Why, all we have is cotton and slaves and arrogance.

– Rhett Butler

Lord of the Rings: Return of the King


I’ve been a Tolkien geek since high school and I loved the three Lord of the Rings movies.  I’m not so much a fan of the Hobbit movies, but they’ll do, and I’ll likely watch them again.  Return of the King swept the Oscars in 2004 winning all eleven Awards for which it was nominated, including Best Picture and Best Director.  Annually, I need to take a day to watch all three.  If you hear me reference needing to watch The Movies and you don’t know the reference, then you just don’t know me very well.

A day may come when the courage of men fails, when we forsake our friends and break all bonds of fellowship, but it is not this day. An hour of wolves and shattered shields, when the age of men comes crashing down! But it is not this day! This day we fight! By all that you hold dear on this good Earth, I bid you stand, Men of the West!

– Aragorn

West Side Story


Who cares if Natalie Wood didn’t do her own singing?  It’s the retelling of the classic story of Romeo and Juliet in an urban setting set to amazing music of Leonard Bernstein and lyrics of Stephen Sondheim.  West Side Story won 10 Academy Awards including Best Picture.

Why do you kids live like there’s a war on?

– Doc

The Best Years of Our Lives


The Best Years of Our Lives tells the story of three WWII vets who return home to discover their lives and their families have been changed forever.
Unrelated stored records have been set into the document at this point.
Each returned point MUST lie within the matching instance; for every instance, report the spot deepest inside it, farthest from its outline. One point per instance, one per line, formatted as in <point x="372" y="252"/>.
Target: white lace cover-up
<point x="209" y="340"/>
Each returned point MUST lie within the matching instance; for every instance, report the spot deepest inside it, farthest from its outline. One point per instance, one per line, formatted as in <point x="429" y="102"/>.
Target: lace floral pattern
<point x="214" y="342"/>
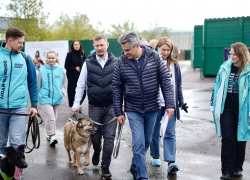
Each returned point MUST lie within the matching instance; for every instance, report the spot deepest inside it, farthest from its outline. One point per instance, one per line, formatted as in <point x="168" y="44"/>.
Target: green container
<point x="187" y="54"/>
<point x="197" y="47"/>
<point x="220" y="34"/>
<point x="22" y="49"/>
<point x="114" y="47"/>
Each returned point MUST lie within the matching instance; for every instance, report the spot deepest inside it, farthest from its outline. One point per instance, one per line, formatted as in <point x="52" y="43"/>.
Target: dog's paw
<point x="80" y="172"/>
<point x="86" y="163"/>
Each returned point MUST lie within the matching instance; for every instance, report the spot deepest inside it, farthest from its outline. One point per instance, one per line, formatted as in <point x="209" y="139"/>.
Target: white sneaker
<point x="53" y="141"/>
<point x="155" y="162"/>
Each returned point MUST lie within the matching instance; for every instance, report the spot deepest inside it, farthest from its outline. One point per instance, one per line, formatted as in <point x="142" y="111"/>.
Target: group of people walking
<point x="144" y="82"/>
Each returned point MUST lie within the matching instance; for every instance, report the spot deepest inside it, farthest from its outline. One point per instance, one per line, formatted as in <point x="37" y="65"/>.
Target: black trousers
<point x="232" y="151"/>
<point x="103" y="115"/>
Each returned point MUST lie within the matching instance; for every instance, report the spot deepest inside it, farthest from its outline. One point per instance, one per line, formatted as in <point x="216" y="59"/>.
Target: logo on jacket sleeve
<point x="4" y="79"/>
<point x="17" y="65"/>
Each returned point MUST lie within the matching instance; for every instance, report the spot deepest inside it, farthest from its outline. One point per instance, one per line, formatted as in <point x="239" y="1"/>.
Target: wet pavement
<point x="198" y="147"/>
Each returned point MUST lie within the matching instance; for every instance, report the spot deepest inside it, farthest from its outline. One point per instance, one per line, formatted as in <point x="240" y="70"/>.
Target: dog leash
<point x="97" y="123"/>
<point x="33" y="129"/>
<point x="118" y="140"/>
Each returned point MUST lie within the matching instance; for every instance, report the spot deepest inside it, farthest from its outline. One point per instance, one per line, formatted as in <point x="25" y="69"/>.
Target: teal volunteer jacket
<point x="52" y="85"/>
<point x="219" y="96"/>
<point x="16" y="77"/>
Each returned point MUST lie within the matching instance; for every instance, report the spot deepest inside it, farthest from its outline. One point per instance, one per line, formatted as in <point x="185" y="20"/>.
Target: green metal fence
<point x="220" y="34"/>
<point x="197" y="47"/>
<point x="187" y="54"/>
<point x="114" y="46"/>
<point x="22" y="49"/>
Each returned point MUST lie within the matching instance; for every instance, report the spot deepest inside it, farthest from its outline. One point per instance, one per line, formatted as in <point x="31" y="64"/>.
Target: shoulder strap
<point x="24" y="56"/>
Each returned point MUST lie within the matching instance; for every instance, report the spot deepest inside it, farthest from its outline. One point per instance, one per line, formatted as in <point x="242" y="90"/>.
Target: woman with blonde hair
<point x="230" y="104"/>
<point x="52" y="85"/>
<point x="165" y="48"/>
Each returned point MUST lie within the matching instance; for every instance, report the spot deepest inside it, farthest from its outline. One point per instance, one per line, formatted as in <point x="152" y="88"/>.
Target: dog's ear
<point x="9" y="149"/>
<point x="79" y="125"/>
<point x="22" y="147"/>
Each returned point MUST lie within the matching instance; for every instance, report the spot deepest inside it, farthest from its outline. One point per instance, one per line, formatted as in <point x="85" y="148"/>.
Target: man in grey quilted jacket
<point x="138" y="74"/>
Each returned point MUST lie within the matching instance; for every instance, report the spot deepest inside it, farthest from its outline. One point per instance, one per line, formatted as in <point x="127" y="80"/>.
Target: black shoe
<point x="225" y="176"/>
<point x="106" y="173"/>
<point x="96" y="158"/>
<point x="237" y="174"/>
<point x="134" y="173"/>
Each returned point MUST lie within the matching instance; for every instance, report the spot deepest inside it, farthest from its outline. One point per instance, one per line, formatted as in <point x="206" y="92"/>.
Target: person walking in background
<point x="73" y="65"/>
<point x="138" y="74"/>
<point x="52" y="84"/>
<point x="230" y="104"/>
<point x="97" y="74"/>
<point x="165" y="48"/>
<point x="152" y="43"/>
<point x="37" y="61"/>
<point x="16" y="78"/>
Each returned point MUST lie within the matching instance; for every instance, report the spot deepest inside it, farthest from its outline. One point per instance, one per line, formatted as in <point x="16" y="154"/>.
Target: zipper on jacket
<point x="8" y="103"/>
<point x="139" y="84"/>
<point x="52" y="86"/>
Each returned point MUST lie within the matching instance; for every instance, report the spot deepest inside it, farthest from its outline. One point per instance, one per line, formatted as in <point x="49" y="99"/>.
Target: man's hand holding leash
<point x="33" y="112"/>
<point x="170" y="112"/>
<point x="75" y="110"/>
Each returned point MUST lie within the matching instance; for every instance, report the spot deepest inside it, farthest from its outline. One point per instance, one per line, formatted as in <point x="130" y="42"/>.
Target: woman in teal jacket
<point x="52" y="84"/>
<point x="230" y="104"/>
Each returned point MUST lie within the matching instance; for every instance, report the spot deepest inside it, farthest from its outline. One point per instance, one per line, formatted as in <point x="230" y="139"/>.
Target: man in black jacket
<point x="138" y="74"/>
<point x="97" y="73"/>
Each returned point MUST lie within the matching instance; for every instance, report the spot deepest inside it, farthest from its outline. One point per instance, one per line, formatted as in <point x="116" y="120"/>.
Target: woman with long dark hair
<point x="230" y="104"/>
<point x="37" y="61"/>
<point x="73" y="64"/>
<point x="165" y="48"/>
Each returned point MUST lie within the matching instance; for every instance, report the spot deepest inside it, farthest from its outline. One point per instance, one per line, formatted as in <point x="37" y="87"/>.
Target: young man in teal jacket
<point x="16" y="75"/>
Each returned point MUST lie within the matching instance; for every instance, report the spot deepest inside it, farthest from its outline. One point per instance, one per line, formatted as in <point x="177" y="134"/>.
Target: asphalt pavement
<point x="198" y="147"/>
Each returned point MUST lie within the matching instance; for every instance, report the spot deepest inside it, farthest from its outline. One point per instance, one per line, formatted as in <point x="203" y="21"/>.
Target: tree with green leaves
<point x="28" y="15"/>
<point x="77" y="27"/>
<point x="120" y="29"/>
<point x="154" y="32"/>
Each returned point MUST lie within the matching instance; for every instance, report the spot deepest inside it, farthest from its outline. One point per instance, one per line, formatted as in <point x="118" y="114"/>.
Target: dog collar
<point x="5" y="177"/>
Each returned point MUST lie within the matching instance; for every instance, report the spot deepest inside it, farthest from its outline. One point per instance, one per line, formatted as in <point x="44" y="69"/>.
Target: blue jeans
<point x="169" y="141"/>
<point x="141" y="128"/>
<point x="14" y="126"/>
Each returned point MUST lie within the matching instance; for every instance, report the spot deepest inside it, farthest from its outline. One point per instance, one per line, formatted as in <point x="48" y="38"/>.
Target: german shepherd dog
<point x="77" y="137"/>
<point x="13" y="163"/>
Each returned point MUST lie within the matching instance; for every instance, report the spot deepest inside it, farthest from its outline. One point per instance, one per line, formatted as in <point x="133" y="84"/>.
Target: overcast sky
<point x="174" y="14"/>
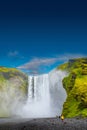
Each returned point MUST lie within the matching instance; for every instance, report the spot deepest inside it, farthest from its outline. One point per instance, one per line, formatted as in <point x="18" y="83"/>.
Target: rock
<point x="13" y="90"/>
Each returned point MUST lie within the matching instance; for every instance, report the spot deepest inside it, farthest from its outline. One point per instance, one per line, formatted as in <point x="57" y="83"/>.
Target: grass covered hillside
<point x="76" y="87"/>
<point x="13" y="90"/>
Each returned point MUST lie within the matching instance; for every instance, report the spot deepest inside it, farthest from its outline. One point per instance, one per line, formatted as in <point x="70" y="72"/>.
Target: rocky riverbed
<point x="43" y="124"/>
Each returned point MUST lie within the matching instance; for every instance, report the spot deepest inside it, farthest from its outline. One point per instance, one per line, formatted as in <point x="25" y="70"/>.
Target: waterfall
<point x="46" y="95"/>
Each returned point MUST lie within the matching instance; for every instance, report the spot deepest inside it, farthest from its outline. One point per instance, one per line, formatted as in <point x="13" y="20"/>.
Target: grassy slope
<point x="76" y="87"/>
<point x="13" y="87"/>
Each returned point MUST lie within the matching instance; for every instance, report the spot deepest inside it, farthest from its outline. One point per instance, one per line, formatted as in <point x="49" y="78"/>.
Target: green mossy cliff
<point x="76" y="87"/>
<point x="13" y="90"/>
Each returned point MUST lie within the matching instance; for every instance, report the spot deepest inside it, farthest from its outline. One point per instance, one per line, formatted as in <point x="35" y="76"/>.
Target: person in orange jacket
<point x="62" y="117"/>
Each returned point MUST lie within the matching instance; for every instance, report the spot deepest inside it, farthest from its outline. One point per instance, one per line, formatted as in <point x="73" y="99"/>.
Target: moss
<point x="76" y="87"/>
<point x="13" y="89"/>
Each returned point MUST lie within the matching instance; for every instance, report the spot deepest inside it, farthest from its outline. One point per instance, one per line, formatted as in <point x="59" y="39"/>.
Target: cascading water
<point x="46" y="95"/>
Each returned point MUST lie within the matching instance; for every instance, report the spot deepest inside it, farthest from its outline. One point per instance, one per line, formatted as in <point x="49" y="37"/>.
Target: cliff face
<point x="76" y="87"/>
<point x="13" y="90"/>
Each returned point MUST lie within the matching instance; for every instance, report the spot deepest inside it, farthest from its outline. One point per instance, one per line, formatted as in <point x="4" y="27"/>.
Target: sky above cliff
<point x="39" y="35"/>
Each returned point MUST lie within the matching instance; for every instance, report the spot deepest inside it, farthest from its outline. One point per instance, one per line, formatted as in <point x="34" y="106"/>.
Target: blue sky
<point x="48" y="32"/>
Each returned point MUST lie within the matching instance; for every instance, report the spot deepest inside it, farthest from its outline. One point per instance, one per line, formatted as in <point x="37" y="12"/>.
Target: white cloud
<point x="13" y="53"/>
<point x="34" y="64"/>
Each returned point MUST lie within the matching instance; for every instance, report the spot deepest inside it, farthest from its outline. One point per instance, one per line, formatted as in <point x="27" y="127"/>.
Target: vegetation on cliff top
<point x="13" y="90"/>
<point x="76" y="87"/>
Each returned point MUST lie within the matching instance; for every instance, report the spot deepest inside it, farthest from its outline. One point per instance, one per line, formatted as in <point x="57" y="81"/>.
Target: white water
<point x="46" y="95"/>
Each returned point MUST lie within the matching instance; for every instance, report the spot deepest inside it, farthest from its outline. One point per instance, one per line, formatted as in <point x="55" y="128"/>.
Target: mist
<point x="46" y="95"/>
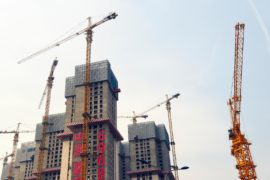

The film won seven Academy Awards including Best Picture, Best Actor, and Best Director. Harold Russell won for Best Actor in a Supporting Role and also received an Honorary Award for bringing hope and courage to his fellow veterans through his appearance in The Best Years of Our Lives.  Other films nominated for Best Picture that year included Henry V, It’s a Wonderful Life, The Razor’s Edge, and The Yearling.

Shakespeare in Love


Shakespeare in Love.  It’s Shakespeare.  It’s theater.  It’s Gwyneth Paltrow and Judi Dench.  Nominated for 13 Academy Awards, Shakespeare in Love won seven, including Best Picture.  Other nominated movies that year were Elizabeth, Life is Beautiful, Saving Private Ryan and The Thin Red Line.

Ordinary People


Ordinary People tells the story of a family dealing with the accidental death of their oldest son.  Staring Mary Tyler Moore, Donald Sutherland, and Timothy Hutton, the film won four Academy Awards including Best Picture and Best Director for Robert Redford.  Other nominated films that year were Coal Miner’s Daughter, The Elephant Man, Raging Bull, and Tess.

Schindler’s List


Honestly, it was years before we could actually watch Schindler’s List.  We didn’t see it in the theater and waited until we were studying that part of history with our home schooled son.  It’s a story of bravery and courage in a time when those were severely lacking.  For me the most gripping moment comes at the end when Oskar Schindler says, “I could have got more out. I could have got more. I don’t know. If I’d just… I could have got more.”

Schindler’s List won seven Academy Awards including Best Picture, Best Director for Steven Spielburg, And Best Music, Original Score for John Williams.

The 87th Academy Awards will be broadcast live on ABC on Sunday, February 22nd.